For now, I worked with floats for a full planet coordinates. So, there was some artifacts in very high LOD, caused by float precision.
After reading a lot of threads and articles on the net, I came to think about using fixed points (fractional integer) instead of float.
I never worked with fixed points, and so, there are some (lot of) concepts I didn't understand !
Where to start using them and.. when to stop ?
1- I want to choose freely the planet's radius, let say 5629 kilometers 194 meters 29 centimeters.
Using a 16 bits whole part and 16 bits fractional part, the fixed radius number will be 368914876 (5629.19429 * 65536), right ?

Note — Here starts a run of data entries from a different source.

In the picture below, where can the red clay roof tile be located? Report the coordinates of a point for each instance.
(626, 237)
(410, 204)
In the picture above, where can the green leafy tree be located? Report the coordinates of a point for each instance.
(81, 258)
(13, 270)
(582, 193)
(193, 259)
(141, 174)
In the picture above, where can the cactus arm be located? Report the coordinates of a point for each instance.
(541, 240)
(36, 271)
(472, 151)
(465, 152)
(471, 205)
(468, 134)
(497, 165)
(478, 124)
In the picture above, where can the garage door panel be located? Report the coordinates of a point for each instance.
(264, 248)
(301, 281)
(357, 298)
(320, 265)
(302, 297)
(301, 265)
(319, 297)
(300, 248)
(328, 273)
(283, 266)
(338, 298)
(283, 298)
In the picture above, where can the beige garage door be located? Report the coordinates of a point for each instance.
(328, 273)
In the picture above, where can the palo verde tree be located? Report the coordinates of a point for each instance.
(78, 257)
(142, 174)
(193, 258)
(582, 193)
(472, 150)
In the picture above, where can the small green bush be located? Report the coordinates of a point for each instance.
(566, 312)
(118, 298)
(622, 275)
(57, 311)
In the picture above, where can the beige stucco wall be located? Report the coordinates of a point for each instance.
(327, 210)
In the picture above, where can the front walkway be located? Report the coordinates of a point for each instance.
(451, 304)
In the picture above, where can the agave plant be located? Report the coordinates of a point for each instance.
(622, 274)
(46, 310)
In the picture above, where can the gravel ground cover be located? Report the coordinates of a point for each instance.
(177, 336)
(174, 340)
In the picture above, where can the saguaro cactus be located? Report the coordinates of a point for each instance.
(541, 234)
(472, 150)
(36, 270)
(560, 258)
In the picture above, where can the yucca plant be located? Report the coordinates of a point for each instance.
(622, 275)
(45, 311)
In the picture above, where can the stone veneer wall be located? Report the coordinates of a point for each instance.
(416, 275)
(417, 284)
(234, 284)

But in the first place, it will be a float => 5629.19429 in the code (much readable), so I must convert it before sending it to the shader ?
2- My planet is quadtree based LOD (cube with 6 grids). Does the grids have integer coordinates ? How to scale them on the radius ?
I imagine I must choose a power of 2 radius for quadtree divisions ?
3- If the coordinates of point.x is 368914876, it's a big number in the shader (with far/near frustum, Z buffer, etc.), so what to do ? Convert it to float again ?
I must scale somewhere... ? Buf if 1 equals 1 centimeter.. It will be very very big ?!
4- In the shaders, what happens when I use the world, view, projection matrices ? Is there a moment when fixed points are no more working ?
It must be something I didn't see/understand..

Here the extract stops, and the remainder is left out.